In English class this year I was asked to answer this question:
If you could change one thing about where you live, what would it be and why?
After handing out the five-hundredth bottle of water, I moved the empty coolers across the street, back into my house, and caught up with the rest of the protesters in the march for Black Lives Matter down the street of West Paces Road to the Governor’s mansion. I saw the faces of my closest friends, students I know from other schools, and my past teachers. These faces made me even more determined to be a catalyst for change in Atlanta, due to their safety being in danger from the problems of racial injustice.

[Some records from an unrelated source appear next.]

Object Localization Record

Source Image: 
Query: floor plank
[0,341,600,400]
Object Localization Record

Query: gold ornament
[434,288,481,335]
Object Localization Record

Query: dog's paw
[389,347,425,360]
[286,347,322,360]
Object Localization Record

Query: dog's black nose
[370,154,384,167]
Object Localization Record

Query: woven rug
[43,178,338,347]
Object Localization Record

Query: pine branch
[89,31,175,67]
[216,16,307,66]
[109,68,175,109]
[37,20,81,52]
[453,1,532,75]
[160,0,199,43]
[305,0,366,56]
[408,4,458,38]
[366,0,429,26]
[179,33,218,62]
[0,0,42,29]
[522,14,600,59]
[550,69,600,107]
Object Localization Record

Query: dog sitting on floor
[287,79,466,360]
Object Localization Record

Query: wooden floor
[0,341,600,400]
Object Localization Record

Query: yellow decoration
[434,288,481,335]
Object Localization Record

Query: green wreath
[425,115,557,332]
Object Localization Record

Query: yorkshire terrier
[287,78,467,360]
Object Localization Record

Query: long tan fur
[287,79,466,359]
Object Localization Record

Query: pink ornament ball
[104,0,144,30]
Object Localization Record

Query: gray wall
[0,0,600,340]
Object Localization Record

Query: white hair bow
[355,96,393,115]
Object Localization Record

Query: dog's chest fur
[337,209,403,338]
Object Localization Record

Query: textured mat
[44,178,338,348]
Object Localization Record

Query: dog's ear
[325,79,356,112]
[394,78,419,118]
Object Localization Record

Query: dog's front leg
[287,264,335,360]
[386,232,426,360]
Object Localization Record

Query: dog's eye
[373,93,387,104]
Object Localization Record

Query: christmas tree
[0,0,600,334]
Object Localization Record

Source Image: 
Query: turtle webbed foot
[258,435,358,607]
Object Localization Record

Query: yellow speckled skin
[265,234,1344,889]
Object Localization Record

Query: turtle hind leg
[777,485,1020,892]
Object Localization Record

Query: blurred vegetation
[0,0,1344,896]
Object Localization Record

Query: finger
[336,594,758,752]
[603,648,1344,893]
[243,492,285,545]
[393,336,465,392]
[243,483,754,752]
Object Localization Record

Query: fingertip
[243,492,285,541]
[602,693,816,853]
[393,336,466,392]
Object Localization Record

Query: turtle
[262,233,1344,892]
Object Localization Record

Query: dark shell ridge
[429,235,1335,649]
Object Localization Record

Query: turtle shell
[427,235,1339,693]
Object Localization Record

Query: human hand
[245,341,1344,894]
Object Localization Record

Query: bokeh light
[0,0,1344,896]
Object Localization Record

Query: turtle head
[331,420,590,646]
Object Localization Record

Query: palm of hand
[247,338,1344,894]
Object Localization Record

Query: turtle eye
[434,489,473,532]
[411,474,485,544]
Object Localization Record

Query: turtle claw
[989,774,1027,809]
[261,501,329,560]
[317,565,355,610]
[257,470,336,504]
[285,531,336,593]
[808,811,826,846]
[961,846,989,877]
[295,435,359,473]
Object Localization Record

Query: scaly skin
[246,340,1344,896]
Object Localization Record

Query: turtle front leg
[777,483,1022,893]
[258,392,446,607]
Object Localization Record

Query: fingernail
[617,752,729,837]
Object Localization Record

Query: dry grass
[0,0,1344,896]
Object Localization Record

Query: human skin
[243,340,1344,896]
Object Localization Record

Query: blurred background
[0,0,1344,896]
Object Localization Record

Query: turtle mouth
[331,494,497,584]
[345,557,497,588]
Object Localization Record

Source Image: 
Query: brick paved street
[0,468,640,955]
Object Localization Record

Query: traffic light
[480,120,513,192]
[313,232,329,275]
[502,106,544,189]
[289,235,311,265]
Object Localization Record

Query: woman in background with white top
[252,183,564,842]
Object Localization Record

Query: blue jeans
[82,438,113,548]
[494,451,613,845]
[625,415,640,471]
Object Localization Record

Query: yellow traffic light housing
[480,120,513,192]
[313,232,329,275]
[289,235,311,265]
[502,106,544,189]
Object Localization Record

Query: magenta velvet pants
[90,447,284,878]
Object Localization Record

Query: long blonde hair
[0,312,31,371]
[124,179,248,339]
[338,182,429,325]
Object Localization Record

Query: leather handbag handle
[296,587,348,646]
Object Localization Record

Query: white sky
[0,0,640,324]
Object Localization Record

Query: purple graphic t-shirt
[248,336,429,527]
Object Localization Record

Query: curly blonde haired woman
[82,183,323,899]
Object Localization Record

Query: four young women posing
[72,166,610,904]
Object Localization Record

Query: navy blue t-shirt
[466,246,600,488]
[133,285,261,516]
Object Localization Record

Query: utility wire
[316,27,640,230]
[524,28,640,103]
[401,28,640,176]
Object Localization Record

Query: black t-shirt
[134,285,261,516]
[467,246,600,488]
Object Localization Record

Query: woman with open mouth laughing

It’s truly heartbreaking when some of my closest black friends tell me how terrified they are of getting pulled over while driving - a daily and stress-free activity for me. I am fearful of what could happen to them. I have tried to do my best to contribute to the change, but it’s a daunting prospect when this problem is so rooted in Atlanta’s history. An example is MARTA, Atlanta’s public transportation system. Public transit does not run through Cobb County, an area adjacent to the heart of the city of Atlanta, because of the 1980s-era fear that the trains would bring crime and “undesirable elements” into almost exclusively white communities. It has been forty years and still, nothing has changed.
Atlanta thinks of itself like a phoenix, rising from the flames of the Civil War, but it still has not risen above the ashes of deeply embedded racial inequities.
This creative writing prompt assignment is what actually inspired me to create this organization with a design logo, designed wristbands, and designed posters.